Missing and Murdered Indigenous Women Remembered in Vigil
SUPERIOR, Wis. — A vigil was held today by advocates to continue the work to bring awareness to Murdered and Missing Indigenous Women, and to promote healing for those who have been affected.
Rene Ann Goodrich started her advocacy in 2014 in the Twin Cities, and brought her movement up to the Twin Ports. Awareness for Missing and Murdered Indigenous Women started long before then, but she is happy to continue this work, and push for justice.
“The awareness has started with advocates on the grassroots level and it has grown and developed into the non profits picking it up, its gotten very powerful on the grassroots level, enough to push legislation and demand legislative changes and legislative support,” Goodrich said.
And the push for these changes is not done yet.
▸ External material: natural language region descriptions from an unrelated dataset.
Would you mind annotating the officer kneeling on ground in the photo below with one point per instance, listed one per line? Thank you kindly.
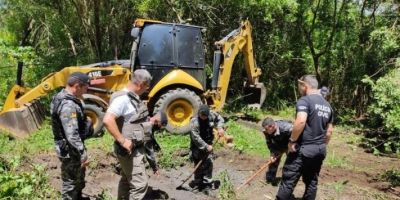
(70, 129)
(277, 135)
(202, 137)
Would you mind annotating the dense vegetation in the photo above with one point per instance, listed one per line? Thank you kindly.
(342, 42)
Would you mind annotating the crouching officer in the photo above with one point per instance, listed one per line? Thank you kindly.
(277, 135)
(202, 136)
(127, 121)
(70, 128)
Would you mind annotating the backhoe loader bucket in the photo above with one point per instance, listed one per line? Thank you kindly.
(20, 122)
(254, 95)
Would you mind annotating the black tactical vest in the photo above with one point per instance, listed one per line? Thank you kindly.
(206, 131)
(57, 127)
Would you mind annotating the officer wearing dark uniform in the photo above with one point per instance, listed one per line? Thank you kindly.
(202, 137)
(311, 133)
(70, 129)
(277, 135)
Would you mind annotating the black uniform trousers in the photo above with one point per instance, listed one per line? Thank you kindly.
(304, 164)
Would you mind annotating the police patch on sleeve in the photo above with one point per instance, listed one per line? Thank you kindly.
(73, 115)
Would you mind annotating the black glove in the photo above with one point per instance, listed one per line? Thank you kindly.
(89, 131)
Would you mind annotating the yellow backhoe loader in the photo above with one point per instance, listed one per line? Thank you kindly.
(172, 53)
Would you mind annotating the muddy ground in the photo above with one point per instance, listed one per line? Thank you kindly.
(359, 179)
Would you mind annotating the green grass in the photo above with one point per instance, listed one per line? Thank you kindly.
(39, 141)
(333, 160)
(226, 189)
(338, 186)
(23, 180)
(248, 140)
(392, 176)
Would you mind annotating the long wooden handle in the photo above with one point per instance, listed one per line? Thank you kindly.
(254, 175)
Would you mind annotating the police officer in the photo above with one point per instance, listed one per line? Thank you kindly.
(127, 121)
(202, 136)
(311, 133)
(277, 135)
(324, 91)
(70, 128)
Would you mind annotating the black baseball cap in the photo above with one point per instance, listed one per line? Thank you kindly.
(204, 110)
(83, 78)
(268, 122)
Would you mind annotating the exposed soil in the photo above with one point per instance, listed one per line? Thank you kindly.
(361, 180)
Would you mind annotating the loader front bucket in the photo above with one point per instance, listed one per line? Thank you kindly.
(254, 95)
(20, 122)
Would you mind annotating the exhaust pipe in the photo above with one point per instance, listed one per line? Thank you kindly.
(216, 64)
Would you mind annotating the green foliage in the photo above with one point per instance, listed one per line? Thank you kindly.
(247, 140)
(339, 187)
(32, 184)
(334, 160)
(385, 109)
(226, 189)
(171, 147)
(392, 176)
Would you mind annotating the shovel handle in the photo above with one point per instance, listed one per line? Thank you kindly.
(254, 175)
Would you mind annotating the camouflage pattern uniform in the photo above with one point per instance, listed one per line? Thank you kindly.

Those in attendance were family members of those lost or murdered, and others came to show their support, but the message is still loud and clear, especially to those in the next generation.
“Means a lot actually, I’m here for my kids, my wife, showing my sons what it means to be an Anishinaabe man, to stick up for our women, to stick up for his mom, his aunties, his grandmothers, and just doing what it takes to stick up for our women cause if we don’t, nobody’s gonna,” Brian Stillday Jr., a Co-Chair of the American Indian Movement, Twin Ports, said.
The group read names of those lost or murdered to remember and recognize them. They also sang and held a walk along the lake that led to a spot where a billboard will stand for 8 weeks, continuing to draw awareness between states.
“We’re pretty excited about the bill board being here in Superior and continuing this work in the Twin Ports, this is building collaborations of support for families between borders,” Goodrich said.
She also says family was the main foundation in the vigil, to honor them, their loved ones lost, and to help them on their journey to healing.